Key Responsibilities:
- Design, ship, and operate a pipeline-compliance checker that validates naming, metadata, config schema, DQ-rule declarations, and cluster-policy reference on every new deployment.
- Deploy a data-quality framework (Great Expectations, Databricks DQ Rules, or equivalent) across new production pipelines; build a domain onboarding template; configure alert routing by severity.
- Build and publish the Data Quality Dashboard — quality health by domain, source, table; near-real-time refresh; freshness, completeness, accuracy.
- Establish Source Change Management agreements with key source systems (SLA contracts, change-request process, automated schema-change alerting); map source lineage end-to-end.
- Lead the migration playbook to bring the legacy pipeline estate to standard; mentor engineers executing migration; own the playbook, not every migration.

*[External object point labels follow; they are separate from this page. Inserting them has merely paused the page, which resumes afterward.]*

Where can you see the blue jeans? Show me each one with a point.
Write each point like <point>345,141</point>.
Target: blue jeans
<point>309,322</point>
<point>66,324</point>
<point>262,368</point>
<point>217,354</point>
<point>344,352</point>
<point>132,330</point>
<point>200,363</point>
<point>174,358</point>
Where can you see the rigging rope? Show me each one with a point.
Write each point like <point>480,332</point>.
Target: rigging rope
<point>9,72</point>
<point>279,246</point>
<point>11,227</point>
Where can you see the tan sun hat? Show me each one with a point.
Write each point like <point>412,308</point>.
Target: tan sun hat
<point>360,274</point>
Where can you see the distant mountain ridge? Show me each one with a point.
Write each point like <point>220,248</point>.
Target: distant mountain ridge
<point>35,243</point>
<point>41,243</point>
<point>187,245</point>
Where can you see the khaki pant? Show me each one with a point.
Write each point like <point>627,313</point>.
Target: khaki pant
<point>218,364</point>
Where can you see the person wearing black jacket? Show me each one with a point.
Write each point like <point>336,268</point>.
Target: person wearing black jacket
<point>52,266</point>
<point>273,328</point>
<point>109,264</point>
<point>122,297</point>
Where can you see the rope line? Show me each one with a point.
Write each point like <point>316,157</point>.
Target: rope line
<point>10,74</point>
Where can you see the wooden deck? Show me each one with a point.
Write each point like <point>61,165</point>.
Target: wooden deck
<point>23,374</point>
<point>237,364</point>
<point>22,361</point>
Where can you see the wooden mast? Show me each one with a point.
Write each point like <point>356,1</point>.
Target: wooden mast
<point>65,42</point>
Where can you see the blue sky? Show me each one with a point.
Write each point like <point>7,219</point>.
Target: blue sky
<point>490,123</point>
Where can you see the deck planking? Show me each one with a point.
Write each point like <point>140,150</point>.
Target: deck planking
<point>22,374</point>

- Drive data-incident reduction through prevention (compliance gate, DQ framework, DCM, lineage), not reactive firefighting; lead incident response and post-mortems for major DQ failures.
- Partner with platform engineering on Event Stream domain-event schemas and data-product contracts.
- Author runbooks, code review at senior level, and contribute to engineering culture.
Requirements
- Bachelor's degree in Computer Science, Data Engineering, or a related discipline.
- 5+ years designing, building, and operating production data pipelines on a major lakehouse or warehouse (Databricks, Snowflake, BigQuery).
- Strong PySpark and SQL; understands Spark performance tuning at production scale.
- Deep experience with data-quality frameworks (Great Expectations, dbt tests, Soda, Monte Carlo) — has defined SLAs, set thresholds, tuned alert noise.
- Built and operated medallion / multi-layer lakehouse architectures with explicit transformation layers.
- Solid Git / CI experience for data code; opinions on testing data transformations.
- Comfortable defining and enforcing standards (naming, partitioning, retention, PII tagging) and reviewing PRs against them.
- Cloud platform experience (Azure preferred; AWS / GCP transferable).
Preferred Qualifications
- Streaming experience (Spark Structured Streaming, Delta Live Tables, Flink, Kafka Streams).
- Data modeling discipline (Kimball, Data Vault 2.0) with clear rationale; Unity Catalog production experience (lineage, tags, RLS).
- Retail data exposure — POS, inventory, replenishment, loyalty — and BI optimization for Power BI consumption.
- Vendor certifications such as Databricks Data Engineer Professional or Azure Data Engineer Associate.